Sort of. I can't remember the last time I said the word love, but with one close friend, she constantly tells me that she loves me, and I say it back, but it feels so fucking awkward you don't even know. I usually cower out and just say, "Me too" or "Same." Just thinking about it makes me feel embarrassed. Fuck. But, I also write sappy romance stories. You know, to quell my pathetic loneliness. These stories are always about men, and when the main character says "I love you" to his romantic interest, I do, indeed, feel a little flutter in my chest. That's how I knew I was romantically interested in guys. By my own pitiful storytelling. Oh, boy. That takes desperate to a whole 'nother level. :lol: Haven't tried it with ladies, although, I never really had to desire to write a story about them. Sorry.
I can't imagine myself saying "I love you" unless i was in a long term proper relationship. I just know id fret about it and read into peoples reactions to much and I know a lot of girls at my school say it to each other all the time but I know if I said it they would wonder if I meant it in a romantic way. So I stay away from the phrase (unless i'm being sarcastic, which is too often0.
I've never loved someone in the romantic sense, and neither have I said so. I suspect I'd be hesitant to say it, and I'd attribute quite a high weight to it, if I ever said it. I wonder, though.

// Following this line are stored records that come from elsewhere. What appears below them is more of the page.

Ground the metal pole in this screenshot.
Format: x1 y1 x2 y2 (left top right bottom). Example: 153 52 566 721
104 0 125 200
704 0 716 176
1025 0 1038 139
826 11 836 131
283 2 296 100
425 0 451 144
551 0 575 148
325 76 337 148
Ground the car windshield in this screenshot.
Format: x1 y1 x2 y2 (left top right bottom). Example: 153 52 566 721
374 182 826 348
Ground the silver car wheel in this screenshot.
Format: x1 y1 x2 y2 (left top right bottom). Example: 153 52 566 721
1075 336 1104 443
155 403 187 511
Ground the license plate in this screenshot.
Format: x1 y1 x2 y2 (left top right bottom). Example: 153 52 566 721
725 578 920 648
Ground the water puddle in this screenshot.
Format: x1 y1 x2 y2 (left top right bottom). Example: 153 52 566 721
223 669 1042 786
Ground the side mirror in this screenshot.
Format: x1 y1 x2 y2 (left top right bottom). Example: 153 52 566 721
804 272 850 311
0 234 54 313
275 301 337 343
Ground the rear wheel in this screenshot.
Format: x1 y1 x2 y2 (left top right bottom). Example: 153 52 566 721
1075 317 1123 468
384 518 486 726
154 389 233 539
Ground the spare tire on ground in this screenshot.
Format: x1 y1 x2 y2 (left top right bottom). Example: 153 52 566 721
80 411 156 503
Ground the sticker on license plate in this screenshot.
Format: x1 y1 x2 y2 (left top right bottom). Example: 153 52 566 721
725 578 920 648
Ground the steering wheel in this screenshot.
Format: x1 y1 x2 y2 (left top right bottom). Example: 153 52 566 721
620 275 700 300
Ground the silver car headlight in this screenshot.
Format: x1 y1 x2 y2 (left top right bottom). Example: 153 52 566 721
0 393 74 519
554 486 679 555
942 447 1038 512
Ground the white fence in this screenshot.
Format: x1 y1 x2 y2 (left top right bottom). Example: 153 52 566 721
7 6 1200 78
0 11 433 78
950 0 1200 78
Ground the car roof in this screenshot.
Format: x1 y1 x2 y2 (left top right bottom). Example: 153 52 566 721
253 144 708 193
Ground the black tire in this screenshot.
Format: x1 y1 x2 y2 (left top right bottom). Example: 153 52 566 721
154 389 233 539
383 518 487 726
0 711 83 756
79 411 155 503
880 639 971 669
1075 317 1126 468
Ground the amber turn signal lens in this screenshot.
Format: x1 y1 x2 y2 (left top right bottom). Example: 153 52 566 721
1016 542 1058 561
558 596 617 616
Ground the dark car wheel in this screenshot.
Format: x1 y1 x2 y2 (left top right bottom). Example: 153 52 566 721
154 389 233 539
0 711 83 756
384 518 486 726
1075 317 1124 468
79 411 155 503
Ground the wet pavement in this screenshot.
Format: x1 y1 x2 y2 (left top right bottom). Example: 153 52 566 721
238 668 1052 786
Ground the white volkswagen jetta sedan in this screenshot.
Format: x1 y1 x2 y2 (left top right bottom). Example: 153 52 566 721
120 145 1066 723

Infatuation seems to change people's attitudes, in a largely obnoxious and illogical way as far as I'm concerned.
I kinda know what you mean. I have a crush on my bff, and whenever she says 'I love you,' in a completely innocent way, I feel like my heart might explode and have a hard time responding.
I don't have to deal with that fortunately (I'm mainly friends with guys, too gay to say i love you, might challenge they're heterosexuality... they cant be having that). But there is this guy i have HUGE crush on and everytime he shows the tinniest bit of affection my little heart speads up two speads. I can only imagien what its like for you :/ <3
i have a lot of kinds of love but romantic, it is a mystery, to romantically say i love you, it will take a couple days of panic preparation and may not happen, but my family i love a lot in a family way to love them is easy
yes, i also feel like this i feel its easier to say it to women and family members, but with guys i feel its hella awkward i hate that, would feel like i would be very vulnerable and naked if i did it to a guy i like
I think I've never been in love. Like really true love. Once I was kind of close but no. To say I love you is the last step to confess and accept love. I never told my friends I would love them cause I dunno, i just don't say that to friends. I say sth like 'you're important to me' but love is a different thing here. I also never told my mom I would love her'. There's a german term that's similar but not the same. I tend to say that.
I think the moment you start saying I love you, it becomes a reflex which takes minimal amounts of thought and effort to express as well as an expectation from the other person from that point on. I have people that I love, but rarely ever will I tell them that I love them. I prefer more genuine expressions of those feelings such as doing things for them that reflect them. After all anyone can say those 3 words and mean nothing by them. If you truly love someone unconditionally then you both know and feel that without needing to tell each other all the time.